Мужики, кто еще ел, сильнее застучали ложками, совестливо прятали глаза. Иван Устюжинов, которого уважал весь Большерецк за силу, грамотность немалую, перенятую им у священника-отца, острый рассудок, твердость в разговоре и кулачном бою, двадцатилетний этот юноша, знали они, собирался сказать им сейчас то, что они и сами в шумном споре признали напрасным и даже греховным.

– Так что же вы, трясолобы, учинили? – спросил Иван, стоя среди мужиков. – Ни в чем не повинного человека едва ль не убили! Как же сие понимать? Али закон христианский не про вас?

– А ты что за ходатай такой? Откель выискался? – неуверенно вякнул кто-то.

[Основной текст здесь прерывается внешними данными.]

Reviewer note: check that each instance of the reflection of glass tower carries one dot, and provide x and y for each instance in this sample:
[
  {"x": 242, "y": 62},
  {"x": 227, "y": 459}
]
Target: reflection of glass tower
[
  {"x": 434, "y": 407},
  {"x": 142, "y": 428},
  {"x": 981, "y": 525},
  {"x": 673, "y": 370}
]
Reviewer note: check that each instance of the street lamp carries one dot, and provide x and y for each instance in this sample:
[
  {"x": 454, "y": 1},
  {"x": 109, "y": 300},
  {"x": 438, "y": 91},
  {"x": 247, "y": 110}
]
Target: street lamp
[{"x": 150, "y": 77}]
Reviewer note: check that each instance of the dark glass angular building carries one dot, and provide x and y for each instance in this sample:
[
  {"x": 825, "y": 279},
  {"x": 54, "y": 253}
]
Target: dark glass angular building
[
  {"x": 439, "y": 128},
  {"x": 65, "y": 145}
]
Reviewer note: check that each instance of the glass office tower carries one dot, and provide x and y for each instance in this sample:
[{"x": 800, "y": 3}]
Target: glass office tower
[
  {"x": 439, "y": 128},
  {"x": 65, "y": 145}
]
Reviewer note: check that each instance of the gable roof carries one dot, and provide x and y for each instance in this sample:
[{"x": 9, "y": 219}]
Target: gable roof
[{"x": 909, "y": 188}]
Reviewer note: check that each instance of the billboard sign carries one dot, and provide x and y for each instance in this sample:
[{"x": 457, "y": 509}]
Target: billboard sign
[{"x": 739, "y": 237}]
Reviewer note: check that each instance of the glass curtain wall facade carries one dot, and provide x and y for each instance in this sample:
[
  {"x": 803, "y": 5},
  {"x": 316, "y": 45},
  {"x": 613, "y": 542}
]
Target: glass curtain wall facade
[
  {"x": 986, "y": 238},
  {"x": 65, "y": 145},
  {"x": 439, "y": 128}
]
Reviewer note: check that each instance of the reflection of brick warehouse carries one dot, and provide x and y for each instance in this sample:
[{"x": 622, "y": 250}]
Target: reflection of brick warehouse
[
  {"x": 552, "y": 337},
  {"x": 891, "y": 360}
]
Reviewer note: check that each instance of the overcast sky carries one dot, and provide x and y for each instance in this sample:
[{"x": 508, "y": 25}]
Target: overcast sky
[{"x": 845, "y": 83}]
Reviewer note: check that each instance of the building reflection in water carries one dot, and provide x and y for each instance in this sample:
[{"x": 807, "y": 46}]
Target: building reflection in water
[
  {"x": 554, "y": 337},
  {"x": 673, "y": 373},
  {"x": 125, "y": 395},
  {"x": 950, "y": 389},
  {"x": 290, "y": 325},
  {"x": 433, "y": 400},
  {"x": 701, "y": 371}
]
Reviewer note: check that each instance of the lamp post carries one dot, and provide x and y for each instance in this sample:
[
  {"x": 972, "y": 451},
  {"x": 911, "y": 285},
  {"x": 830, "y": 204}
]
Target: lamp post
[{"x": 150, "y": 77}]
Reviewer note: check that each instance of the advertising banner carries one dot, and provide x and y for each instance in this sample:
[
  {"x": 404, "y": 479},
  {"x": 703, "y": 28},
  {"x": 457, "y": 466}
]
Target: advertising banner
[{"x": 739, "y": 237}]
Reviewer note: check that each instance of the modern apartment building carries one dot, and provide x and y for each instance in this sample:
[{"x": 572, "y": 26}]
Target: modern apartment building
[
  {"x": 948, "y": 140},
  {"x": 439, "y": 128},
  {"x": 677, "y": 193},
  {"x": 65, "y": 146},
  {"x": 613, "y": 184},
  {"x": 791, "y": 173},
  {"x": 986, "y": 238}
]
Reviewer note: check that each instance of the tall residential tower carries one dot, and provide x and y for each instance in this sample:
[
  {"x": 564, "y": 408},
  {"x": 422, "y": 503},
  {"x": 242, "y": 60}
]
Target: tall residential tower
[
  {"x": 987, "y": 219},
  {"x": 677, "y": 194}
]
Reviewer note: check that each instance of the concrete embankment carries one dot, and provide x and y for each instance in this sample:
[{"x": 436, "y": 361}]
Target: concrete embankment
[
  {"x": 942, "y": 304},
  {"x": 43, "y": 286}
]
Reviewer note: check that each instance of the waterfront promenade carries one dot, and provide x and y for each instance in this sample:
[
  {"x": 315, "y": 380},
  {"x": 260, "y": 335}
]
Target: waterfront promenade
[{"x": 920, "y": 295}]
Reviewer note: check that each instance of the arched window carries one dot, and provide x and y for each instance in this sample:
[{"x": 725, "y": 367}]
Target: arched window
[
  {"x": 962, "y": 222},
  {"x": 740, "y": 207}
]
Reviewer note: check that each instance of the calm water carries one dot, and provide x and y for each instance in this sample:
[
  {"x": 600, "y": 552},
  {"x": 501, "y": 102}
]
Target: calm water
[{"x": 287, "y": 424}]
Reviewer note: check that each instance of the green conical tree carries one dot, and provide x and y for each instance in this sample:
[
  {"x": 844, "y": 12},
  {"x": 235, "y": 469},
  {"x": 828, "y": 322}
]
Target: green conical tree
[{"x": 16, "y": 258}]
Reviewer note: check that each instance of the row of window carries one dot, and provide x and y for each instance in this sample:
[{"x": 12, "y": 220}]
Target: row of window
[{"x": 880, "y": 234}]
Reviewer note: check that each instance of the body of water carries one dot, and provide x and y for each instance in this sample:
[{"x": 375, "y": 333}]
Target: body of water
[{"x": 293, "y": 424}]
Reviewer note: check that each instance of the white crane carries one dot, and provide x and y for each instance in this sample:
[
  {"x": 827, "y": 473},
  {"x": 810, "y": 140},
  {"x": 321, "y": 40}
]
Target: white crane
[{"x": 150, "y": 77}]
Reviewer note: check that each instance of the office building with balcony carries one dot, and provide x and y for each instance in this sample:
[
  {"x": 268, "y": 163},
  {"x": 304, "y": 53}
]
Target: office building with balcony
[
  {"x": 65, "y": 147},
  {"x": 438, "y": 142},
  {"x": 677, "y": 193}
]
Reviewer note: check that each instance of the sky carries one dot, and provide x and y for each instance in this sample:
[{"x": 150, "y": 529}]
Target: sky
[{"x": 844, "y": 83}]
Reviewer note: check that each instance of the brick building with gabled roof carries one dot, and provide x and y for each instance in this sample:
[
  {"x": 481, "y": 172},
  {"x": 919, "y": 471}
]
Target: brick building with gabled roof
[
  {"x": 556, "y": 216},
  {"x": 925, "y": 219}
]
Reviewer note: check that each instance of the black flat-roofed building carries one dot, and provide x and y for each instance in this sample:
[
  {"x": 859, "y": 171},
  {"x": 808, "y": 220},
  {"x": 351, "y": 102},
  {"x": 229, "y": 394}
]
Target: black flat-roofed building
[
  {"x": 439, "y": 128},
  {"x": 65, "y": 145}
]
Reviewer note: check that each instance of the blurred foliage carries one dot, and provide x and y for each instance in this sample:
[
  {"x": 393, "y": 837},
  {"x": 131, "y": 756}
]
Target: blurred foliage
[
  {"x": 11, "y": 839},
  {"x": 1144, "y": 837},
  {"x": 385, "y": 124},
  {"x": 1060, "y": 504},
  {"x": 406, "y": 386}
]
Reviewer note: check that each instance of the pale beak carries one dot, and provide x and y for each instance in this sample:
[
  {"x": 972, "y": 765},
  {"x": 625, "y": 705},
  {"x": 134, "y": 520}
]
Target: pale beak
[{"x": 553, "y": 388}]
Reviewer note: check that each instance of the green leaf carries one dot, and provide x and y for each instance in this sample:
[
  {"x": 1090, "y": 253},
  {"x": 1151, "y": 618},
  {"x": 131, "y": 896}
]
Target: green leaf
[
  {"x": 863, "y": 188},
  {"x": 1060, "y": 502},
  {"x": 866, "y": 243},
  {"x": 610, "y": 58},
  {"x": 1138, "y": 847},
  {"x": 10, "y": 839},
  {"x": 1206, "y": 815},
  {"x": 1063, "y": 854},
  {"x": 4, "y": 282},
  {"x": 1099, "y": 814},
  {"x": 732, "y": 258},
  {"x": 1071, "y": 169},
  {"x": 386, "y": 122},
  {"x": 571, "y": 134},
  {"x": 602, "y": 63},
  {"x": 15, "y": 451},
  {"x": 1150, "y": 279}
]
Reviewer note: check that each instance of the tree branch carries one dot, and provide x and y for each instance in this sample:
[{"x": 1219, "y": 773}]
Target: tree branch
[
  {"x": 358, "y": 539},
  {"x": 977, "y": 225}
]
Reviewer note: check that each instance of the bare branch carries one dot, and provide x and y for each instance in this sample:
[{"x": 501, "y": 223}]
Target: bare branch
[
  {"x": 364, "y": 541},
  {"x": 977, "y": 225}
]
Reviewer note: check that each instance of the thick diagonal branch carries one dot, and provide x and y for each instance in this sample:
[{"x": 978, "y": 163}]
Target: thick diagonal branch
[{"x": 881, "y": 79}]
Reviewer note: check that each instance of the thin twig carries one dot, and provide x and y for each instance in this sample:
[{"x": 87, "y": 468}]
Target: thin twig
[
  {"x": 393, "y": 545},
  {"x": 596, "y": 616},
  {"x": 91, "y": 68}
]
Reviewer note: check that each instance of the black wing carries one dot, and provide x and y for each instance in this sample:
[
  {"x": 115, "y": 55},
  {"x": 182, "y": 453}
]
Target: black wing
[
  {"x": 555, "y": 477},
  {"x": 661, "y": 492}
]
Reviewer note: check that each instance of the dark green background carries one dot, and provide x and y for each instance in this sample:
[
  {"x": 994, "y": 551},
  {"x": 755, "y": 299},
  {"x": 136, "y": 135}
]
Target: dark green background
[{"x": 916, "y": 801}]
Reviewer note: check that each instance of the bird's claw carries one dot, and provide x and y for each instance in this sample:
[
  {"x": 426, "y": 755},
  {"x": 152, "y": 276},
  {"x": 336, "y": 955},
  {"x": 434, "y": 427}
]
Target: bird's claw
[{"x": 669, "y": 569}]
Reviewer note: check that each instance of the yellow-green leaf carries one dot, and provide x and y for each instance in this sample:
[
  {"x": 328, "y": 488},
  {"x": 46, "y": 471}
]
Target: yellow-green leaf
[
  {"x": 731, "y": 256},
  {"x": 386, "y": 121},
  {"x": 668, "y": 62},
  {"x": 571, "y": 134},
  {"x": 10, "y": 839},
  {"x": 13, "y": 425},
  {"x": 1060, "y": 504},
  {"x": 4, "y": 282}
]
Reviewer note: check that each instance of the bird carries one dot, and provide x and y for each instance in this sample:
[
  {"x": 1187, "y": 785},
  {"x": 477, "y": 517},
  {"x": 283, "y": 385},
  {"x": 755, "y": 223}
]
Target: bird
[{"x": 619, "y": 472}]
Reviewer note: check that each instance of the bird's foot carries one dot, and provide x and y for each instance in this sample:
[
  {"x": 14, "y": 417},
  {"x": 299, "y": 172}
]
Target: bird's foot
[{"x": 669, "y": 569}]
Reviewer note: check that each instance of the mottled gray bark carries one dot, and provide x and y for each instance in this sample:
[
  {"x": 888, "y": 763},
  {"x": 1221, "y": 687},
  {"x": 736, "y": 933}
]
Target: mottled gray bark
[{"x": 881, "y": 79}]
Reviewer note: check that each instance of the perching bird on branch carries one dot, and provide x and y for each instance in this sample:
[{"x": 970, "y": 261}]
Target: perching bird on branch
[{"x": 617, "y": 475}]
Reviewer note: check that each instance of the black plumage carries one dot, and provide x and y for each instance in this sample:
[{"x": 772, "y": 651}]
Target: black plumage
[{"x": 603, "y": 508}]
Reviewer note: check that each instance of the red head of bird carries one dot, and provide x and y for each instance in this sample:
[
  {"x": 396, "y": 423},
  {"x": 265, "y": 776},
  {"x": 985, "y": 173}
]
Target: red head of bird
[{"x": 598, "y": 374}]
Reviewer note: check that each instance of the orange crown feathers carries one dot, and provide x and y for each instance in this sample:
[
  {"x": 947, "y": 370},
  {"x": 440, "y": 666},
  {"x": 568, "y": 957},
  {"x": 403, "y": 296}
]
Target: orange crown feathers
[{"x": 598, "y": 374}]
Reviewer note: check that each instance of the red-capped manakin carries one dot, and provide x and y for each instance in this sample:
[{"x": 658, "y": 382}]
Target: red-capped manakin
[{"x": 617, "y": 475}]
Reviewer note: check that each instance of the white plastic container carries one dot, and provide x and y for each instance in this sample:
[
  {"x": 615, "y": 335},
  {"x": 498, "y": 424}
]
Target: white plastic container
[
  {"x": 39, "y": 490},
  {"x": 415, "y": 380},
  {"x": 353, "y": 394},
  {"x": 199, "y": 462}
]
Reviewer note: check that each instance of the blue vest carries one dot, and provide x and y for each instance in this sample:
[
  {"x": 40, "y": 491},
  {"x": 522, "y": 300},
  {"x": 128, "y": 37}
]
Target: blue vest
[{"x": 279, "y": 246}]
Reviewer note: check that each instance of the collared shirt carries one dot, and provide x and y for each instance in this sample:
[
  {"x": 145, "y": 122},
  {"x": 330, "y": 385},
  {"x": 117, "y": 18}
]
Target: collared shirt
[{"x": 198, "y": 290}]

Но Игнат Суета крикнул властно:

– А ну-ка там! В плошку свою уткнись! Малый дело говорит, и вина в оном деле на нас несомненная лежит – били немчика того от дури да от пьяной злобы, на Нилова осердясь да еще на Холодилова-собаку. Человек же сей нам сразу невинным мыслился. А мы правого бить не обучены, и сами уж совестью нашей немало побиты есть и перед немчиком тем слезно повиниться хотели.

– Истинный Бог, хотели! – грянули разом сразу несколько голосов. Другие артельщики прогудели что-то, стесняясь, должно быть, виниться в открытую.

– Ну, вижу, вселил в вас Христос разумение! – улыбнулся Иван. – Виниться – так виниться, но делайте дело сразу, а то вам какая другая блоха под хвост вскочит, передумаете! Сейчас идти надобно!

– Давай! Давай! – завопили мужики, вскакивая с лавок и роняя на пол деревянные миски. – Тотчас к нему идти хотим! Пущай простит нас! Виниться, виниться хотим!

– Да уж ночь на дворе, – урезонивал кто-то.

– Пущай ночь! Грех свой скинуть прочь хотим!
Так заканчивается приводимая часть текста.